Es ist ein technisches Paradoxon, das in den Kliniken von Nairobi bis Lagos den Unterschied zwischen Leben und Tod ausmacht. Während in westlichen Kliniken hochkomplexe Apparate oft an der kleinsten Stromschwankung scheitern, basieren die hier eingesetzten Geräte auf einer Logik der Beständigkeit. Die Ingenieure der Rice University entwickelten Wärmebetten und Sauerstoffkonzentratoren, die Staub, Feuchtigkeit und den unberechenbaren Spannungsspitzen des lokalen Netzes trotzen. In der Anfangsphase nutzte man sogar Bauteile von Aquariumpumpen, um die Kosten niedrig und die Reparatur einfach zu halten.
Doch die Technik bleibt kaltes Metall ohne die Frauen, die sie bedienen. Die Krankenschwestern und Hebammen vor Ort sind es, die die CPAP-Beatmungsgeräte in inzwischen 64 Krankenhäusern in ganz Subsahara-Afrika betreuen. Sie sind nicht mehr nur Pflegende, sondern Expertinnen für eine spezialisierte Neonatologie, die früher nur privilegierten Schichten vorbehalten war. „Ich habe es geschafft. Du kannst es auch schaffen“, lautet das Credo, das den Geist dieser Stationen prägt – ein Ruf zur Selbstermächtigung, der von einer Generation von Hebammen zur nächsten weitergereicht wird.
Die Bedeutung dieser Arbeit zeigt sich im Detail. Wo früher oft nur Verzweiflung herrschte, wenn ein Kind zu früh in die Welt drängte, tritt heute eine kühle, fachliche Routine. Die NEST360-Allianz hat das Training für diese Geräte fest in die Lehrpläne der örtlichen medizinischen Hochschulen integriert.

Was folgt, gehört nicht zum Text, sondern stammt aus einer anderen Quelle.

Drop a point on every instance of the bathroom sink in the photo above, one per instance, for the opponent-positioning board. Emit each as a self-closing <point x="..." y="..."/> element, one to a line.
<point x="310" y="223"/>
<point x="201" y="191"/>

Damit verschwindet die Abhängigkeit von flüchtigen Hilfslieferungen aus Übersee.
Wenn eine Krankenschwester heute in einer kenianischen Klinik die Sauerstoffsättigung eines Säuglings prüft, tut sie dies mit der Sicherheit einer Fachkraft, die weiß, dass ihr Gerät nicht beim nächsten Gewitter den Dienst versagen wird. Es ist diese Verbindung aus menschlicher Zuwendung und einer Technik, die den Menschen respektiert, die eine neue Ära für die kleinsten Bürger des Kontinents einleitet.